Nexus Mods Possibly Hacked, Fallout 4 Mods Altered

Happy bloody Christmas. We should probably take this as a reminder to go and change our passwords on everything, and make sure no two sites or services have the same login, I guess. At the very least, we need new passwords for Nexus Mods, the site which has long hosted a gazillion mods for 216 games, particularly Bethesda RPGs – including Fallout 4, which has not yet followed Skyrim to the Steam Workshop. There’s been a possible hack, with some Fallout 4 mod-makers reporting suspicious changes having been made to their uploaded files. Nexus’ owners have established that the breach only affects user registrations up until mid-2013, although that still comprises almost six million accounts and very much covers the Skyrim heyday.
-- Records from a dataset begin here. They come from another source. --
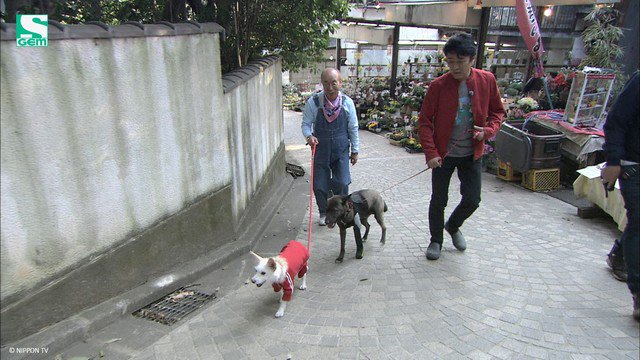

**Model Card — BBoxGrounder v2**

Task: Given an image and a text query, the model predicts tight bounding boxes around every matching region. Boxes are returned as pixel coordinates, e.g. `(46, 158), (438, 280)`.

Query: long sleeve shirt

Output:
(418, 68), (505, 162)
(301, 91), (360, 154)
(603, 71), (640, 166)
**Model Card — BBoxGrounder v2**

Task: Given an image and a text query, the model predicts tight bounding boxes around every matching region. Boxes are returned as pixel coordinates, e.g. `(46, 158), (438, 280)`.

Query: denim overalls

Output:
(313, 95), (351, 215)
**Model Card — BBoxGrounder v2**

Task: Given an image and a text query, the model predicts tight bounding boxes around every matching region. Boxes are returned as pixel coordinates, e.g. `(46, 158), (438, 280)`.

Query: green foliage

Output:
(580, 7), (623, 70)
(505, 88), (520, 96)
(498, 79), (509, 88)
(5, 0), (349, 72)
(509, 81), (524, 92)
(580, 6), (627, 102)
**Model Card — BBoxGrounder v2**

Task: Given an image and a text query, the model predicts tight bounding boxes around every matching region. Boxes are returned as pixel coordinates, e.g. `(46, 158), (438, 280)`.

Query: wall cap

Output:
(0, 20), (225, 41)
(222, 55), (280, 94)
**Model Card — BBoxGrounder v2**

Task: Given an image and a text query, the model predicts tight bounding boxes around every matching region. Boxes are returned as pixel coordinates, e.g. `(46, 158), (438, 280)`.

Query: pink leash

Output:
(307, 145), (316, 250)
Bear in mind you may well have used Nexus at some point even if you don’t play Bethesda games – it also hosts mods for the likes of The Witcher 3, Mount and Blade, World of Tanks, Starbound, XCOM, Far Cry 3 and hundreds of others. It’s not at all impossible than you’re one of its ten million registered users even if you don’t entirely remember being so.

The authors of the Higher Settlement Budget, Rename Dogmeat, and BetterBuild mods say someone other than them made changes to the versions of their mods hosted on Nexus, while site representative DarkOne brought the news of a “potential database breach.”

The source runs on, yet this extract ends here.